Ms Sawant and her fellow workers prepared kits for the workers which contained rice, lentils, oil, soap, spices, sugar, tea and salt to help them return to their abandoned work sites, have proper baths and cook food on their kerosene stoves.
Across the city, Ms Sawant said, employers and their contractors had switched off their phones and abandoned the workers. One worker turned up looking for soap, saying he had been bathing for 20 days without using one. Another said he was not able to access a public toilet for three days because he did not have the money to access a paid facility in his slum. Social workers say they found local politicians putting their images on food packets supplied by non-profits, pilfering rations to sell on the black market and often refusing to distribute in areas where they believed people did not vote for them.
The politics of hunger had hobbled efforts. "We found people were being often discriminated on the basis of religion, gender, caste, and language while distributing food during the lockdown," Neeraj Shetye of Khaana Chahiye told me.
Two months after struggling in Mumbai, the Sethi brothers were sent home in a plane chartered by a group of lawyers to send stranded workers home. They reached the airport in Bhubaneswar, Odisha's capital, at 8am. For the next five hours, they found no food or transport to take them home to Ganjam, 140km away.
"The officials treated us like dogs. They threw some biscuit packets at us, saying you have come from a place of disease," Tunna Sethi said.
Late in the evening they reached Ganjam, where they met their families after a 14-day quarantine in a school. The government gave them 2,000 rupees to help them restart their lives. But the money soon ran out.
Five brothers shared the family's one-acre plot, so all the food they grew went into family kitchens. For a few months, Santosh Sethi laboured on a neighbour's farm for 350 rupees a day. Some of the other returnees worked on government road works and a jobs guarantee programme to earn a living. Months went by like this.
In January their contractor called. The pandemic appeared to be easing off, cases were falling and work was resuming at construction sites. The brothers took a packed train to make a two-day journey to Mumbai.
This time their workplace was a block of 16-storey unfinished apartments on the outskirts of the city. One contractor still owes them some wages from last year. Anyway, there was no increase in per day rates. The brothers didn't have much of a choice, and began working.
They started sending money to their families: over the years, their earnings had paid for their children's private school fees, parents' medicines, a small concrete home with an asbestos roof.
I asked them if they felt as helpless as last year with fresh restrictions looming large.
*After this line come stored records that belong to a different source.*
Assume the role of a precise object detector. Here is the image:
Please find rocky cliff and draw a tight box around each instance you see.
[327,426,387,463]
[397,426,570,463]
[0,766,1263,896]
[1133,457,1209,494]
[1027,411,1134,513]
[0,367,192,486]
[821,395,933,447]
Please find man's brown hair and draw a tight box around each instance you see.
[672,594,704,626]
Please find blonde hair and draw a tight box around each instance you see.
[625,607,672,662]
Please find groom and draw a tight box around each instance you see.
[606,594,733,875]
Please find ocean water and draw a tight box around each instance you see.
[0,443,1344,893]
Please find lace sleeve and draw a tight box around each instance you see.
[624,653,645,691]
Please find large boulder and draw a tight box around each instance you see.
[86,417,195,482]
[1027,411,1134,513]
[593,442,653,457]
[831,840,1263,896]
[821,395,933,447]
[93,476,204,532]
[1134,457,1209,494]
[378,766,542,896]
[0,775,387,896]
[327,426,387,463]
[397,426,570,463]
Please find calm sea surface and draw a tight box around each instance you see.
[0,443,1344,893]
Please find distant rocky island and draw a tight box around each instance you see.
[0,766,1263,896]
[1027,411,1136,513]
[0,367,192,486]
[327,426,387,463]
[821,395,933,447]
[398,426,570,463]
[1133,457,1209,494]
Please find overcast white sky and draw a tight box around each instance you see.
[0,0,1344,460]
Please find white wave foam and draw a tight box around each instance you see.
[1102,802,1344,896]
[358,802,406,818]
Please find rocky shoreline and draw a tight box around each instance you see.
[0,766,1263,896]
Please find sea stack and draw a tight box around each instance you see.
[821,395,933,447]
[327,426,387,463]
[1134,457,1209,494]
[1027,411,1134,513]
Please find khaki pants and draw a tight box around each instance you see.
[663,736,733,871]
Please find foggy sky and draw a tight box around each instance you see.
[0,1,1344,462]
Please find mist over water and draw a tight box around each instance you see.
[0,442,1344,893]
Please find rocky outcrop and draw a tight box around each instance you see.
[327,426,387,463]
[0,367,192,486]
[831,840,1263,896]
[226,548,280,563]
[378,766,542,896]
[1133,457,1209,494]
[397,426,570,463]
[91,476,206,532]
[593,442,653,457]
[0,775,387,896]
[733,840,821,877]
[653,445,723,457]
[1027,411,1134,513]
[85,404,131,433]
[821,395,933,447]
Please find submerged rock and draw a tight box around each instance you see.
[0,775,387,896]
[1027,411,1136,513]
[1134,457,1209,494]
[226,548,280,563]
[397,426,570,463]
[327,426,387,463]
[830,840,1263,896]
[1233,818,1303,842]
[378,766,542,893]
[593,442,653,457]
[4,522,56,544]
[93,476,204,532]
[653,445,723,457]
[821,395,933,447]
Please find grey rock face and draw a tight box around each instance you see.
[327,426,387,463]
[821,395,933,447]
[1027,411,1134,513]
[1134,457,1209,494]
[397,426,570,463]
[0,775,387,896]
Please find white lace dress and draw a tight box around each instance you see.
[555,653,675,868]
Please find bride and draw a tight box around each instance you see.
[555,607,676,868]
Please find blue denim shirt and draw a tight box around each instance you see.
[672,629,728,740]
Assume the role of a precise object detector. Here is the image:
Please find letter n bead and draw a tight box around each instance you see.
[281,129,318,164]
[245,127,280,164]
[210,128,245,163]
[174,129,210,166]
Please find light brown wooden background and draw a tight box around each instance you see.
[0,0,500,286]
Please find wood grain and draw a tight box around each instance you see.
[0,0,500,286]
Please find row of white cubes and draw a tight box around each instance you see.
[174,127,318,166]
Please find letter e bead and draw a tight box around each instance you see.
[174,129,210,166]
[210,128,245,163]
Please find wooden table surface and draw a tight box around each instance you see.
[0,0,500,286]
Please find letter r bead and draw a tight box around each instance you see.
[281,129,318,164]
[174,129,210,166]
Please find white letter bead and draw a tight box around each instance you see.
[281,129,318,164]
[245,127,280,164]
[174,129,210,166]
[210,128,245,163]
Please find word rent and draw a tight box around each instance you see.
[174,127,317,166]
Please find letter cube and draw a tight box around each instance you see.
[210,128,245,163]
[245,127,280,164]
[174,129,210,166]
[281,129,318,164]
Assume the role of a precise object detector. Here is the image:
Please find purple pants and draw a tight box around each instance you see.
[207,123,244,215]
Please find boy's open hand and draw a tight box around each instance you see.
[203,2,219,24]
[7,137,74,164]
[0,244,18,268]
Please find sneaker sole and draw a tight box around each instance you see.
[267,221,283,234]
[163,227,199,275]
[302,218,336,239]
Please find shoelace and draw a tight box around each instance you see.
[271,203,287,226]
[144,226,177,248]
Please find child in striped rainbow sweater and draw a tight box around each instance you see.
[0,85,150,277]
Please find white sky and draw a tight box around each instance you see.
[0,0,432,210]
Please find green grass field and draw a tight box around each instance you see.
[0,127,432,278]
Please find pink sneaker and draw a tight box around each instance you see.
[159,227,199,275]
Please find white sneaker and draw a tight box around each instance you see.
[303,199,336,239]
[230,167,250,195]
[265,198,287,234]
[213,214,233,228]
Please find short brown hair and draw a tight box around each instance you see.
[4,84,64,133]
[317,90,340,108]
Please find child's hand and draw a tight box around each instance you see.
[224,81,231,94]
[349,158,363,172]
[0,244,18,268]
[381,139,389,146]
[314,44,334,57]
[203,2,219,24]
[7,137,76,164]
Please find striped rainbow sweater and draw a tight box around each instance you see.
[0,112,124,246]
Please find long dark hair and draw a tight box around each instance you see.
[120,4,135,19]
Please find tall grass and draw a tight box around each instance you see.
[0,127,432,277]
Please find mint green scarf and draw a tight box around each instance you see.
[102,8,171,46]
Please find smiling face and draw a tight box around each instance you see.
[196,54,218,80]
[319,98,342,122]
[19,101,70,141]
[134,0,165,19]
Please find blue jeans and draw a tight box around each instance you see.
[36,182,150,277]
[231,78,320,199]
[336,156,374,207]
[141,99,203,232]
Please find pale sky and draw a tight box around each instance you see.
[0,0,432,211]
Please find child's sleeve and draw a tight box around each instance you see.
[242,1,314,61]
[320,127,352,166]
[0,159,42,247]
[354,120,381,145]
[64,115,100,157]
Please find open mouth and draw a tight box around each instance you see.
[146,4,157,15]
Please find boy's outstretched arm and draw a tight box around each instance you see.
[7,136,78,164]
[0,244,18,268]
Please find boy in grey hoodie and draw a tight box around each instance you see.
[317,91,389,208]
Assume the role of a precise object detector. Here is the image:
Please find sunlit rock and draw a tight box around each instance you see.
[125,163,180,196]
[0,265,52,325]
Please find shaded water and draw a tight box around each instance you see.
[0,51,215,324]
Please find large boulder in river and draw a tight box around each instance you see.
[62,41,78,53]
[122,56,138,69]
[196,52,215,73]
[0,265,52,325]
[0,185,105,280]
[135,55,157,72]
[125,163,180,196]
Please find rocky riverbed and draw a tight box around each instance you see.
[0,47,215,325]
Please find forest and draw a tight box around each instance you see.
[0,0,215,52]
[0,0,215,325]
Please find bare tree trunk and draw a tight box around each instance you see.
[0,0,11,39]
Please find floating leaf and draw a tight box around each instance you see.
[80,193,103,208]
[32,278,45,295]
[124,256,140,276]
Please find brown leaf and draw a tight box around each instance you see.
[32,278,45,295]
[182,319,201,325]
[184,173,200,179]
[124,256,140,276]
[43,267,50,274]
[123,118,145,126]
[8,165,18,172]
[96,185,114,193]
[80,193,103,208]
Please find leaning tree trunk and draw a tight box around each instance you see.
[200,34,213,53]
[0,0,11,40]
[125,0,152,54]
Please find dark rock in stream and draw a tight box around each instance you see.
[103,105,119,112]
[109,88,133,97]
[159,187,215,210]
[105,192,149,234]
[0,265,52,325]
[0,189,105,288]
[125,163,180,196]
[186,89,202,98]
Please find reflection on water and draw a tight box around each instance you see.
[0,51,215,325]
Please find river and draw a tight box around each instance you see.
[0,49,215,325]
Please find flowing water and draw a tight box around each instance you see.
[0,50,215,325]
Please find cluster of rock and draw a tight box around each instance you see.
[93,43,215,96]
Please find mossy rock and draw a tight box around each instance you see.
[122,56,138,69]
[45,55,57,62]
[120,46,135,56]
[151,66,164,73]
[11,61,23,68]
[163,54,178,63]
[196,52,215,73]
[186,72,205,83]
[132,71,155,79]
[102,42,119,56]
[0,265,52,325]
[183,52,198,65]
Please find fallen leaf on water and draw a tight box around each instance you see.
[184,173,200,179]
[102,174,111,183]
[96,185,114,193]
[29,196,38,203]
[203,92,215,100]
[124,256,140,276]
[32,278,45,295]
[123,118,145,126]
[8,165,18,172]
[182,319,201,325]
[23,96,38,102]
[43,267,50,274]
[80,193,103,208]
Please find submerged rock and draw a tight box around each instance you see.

The train and bus stations in Mumbai had begun to fill up with panicky workers, trying to return home.
"Nobody cares for us. Can you help me get my pending wages from my contractor?" Tunna Sethi asked me. "I am a diabetic, I need to buy medicines. I have more expenses than my brother."
Santosh Sethi chimed in. Theirs is a world full of anxieties and uncertainties. And fear of hunger looms large.
"We are scared. Nothing like last year will happen again, right? If it does, you have to help us return home."